2024 : l’odyssée de l’espèce
Samedi à 23h35 avec le documentaire « Le Mammouth, une résurrection en laboratoire ? », Arte nous embarque aux quatre coins du monde à la découverte de chercheurs qui se mobilisent pour recréer des espèces éteintes ou en danger d’extinction.

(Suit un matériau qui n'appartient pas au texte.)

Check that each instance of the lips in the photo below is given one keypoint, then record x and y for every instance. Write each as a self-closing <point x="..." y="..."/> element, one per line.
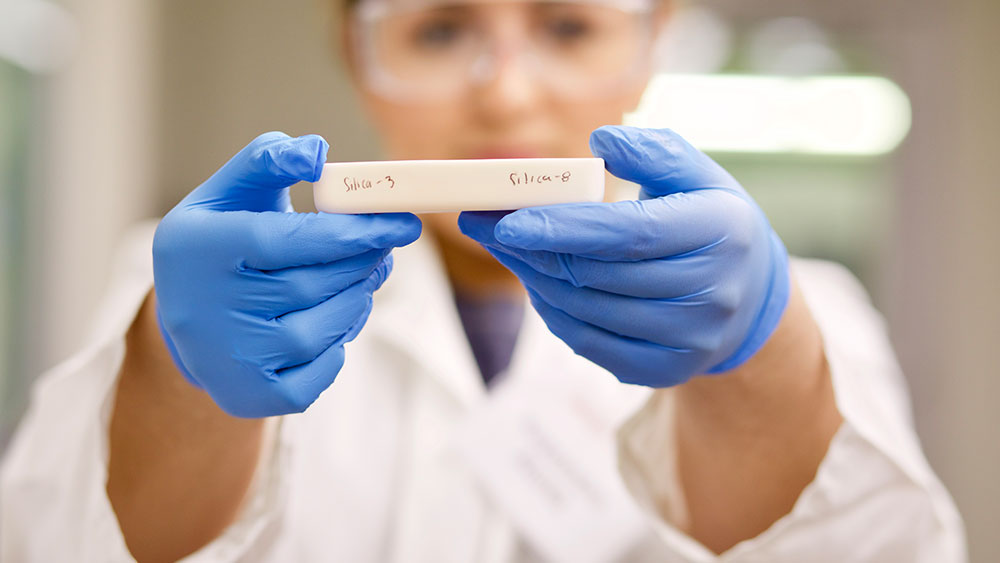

Trente et un ans après la sortie du premier opus de la saga « Jurassic Park » imaginée par Steven Spielberg, la réalité est en passe de rattraper la fiction. Et s’il ne s’agit pas d’avoir, dans un futur proche, un T. Rex pour animal de compagnie, nous n’avons cependant jamais été aussi près d’être en mesure de réintégrer des espèces éteintes dans notre nature.
Pistes multiples
Dans l’univers scientifique de la résurrection d’espèces, plusieurs techniques sont envisageables pour jouer au démiurge en blouse blanche. La première est le clonage du dernier représentant de l’espèce éteinte. Condition indispensable pour employer cette méthode : avoir conservé au frais un spécimen de l’espèce en question. Des expériences entreprises pour faire revenir d’entre les morts, notamment, le bouquetin des Pyrénées. Tentative soldée par un échec, le clone n’ayant survécu que quelques minutes après sa naissance. Autre possibilité, partir d’un descendant de l’animal disparu pour remonter vers son ancêtre d’origine en pratiquant croisements et sélections génétiques. « Depuis 2013, un projet vise à faire renaître l’aurochs, le taureau des fresques de Lascaux, à partir de bovins domestiques », indique Ça m’intéresse. Enfin, la dernière possibilité est « la technique dite de l’ingénierie génétique », détaille Le Monde. « Elle consiste à séquencer le génome d’un animal éteint et à insérer les morceaux d’ADN qui font sa spécificité dans le génome d’une espèce cousine toujours vivante. »
Debout là-dedans !
C’est avec l’ingénierie génétique que le laboratoire américain privé Colossal Biosciences, créé en 2021, entend ressusciter le dodo, un oiseau de l’île Maurice exterminé au XVIIe siècle, le tigre de Tasmanie, sorte de loup marsupial dont l’espèce s’est éteinte dans les années 1930 et, plus spectaculaire, le mammouth laineux, disparu il y quatre mille ans. « Les chercheurs travaillent à produire ex vivo (avec des utérus artificiels) des embryons à partir de cellules prélevées sur des mammouths, libérés des sols dégelés de Sibérie, et d’ovocytes d’éléphantes d’Asie, dont le génome correspond à 99,6 % à celui de l’ancien mastodonte », explique-t-on dans le documentaire. Un tel projet suscite forcément de nombreuses questions, tant d’un point de vue éthique qu’écologique. Pour les chercheurs impliqués, pas de tracas, la réintroduction du mammouth laineux en Arctique lui permettrait de s’épanouir sans être en conflit avec les hommes et, toujours selon eux, de carrément lutter contre le réchauffement climatique, comme le relaie France Info : « Dans le passé, les mammouths jouaient un rôle de régénérateurs du permafrost, en enfonçant la glace de ce sol gelé des régions nordiques, qui a un rôle crucial dans le stockage du carbone. »
Sauver les vivants
Si les protagonistes de la « désextinction » se montrent forcément enthousiastes, c’est loin d’être le cas de l’ensemble de la communauté scientifique. Des doutes sont émis quant à l’argument écologique du permafrost car, pour que cela fonctionne, il faudrait donner naissance à suffisamment d’éléphants hybrides. Ensuite, l’intérêt pour la « résurrection » nous détournerait d’une urgence bien plus fondamentale : sauver les animaux actuellement en péril. Cette course à l’exploit scientifique pourrait générer une fausse croyance dans l’esprit du public : « Il y a un réel danger à dire que si nous détruisons la nature, nous pouvons simplement la reconstituer – parce que nous ne le pouvons pas », s’inquiète Stuart Pimm, titulaire de la chaire d’écologie de l’université de Duke, en Caroline du Nord. Malgré ces voix qui s’élèvent, aujourd’hui, Colossal Biosciences compte bien poursuivre ses recherches et les scientifiques espèrent que leur premier bébé mammouth verra le jour d’ici 2028.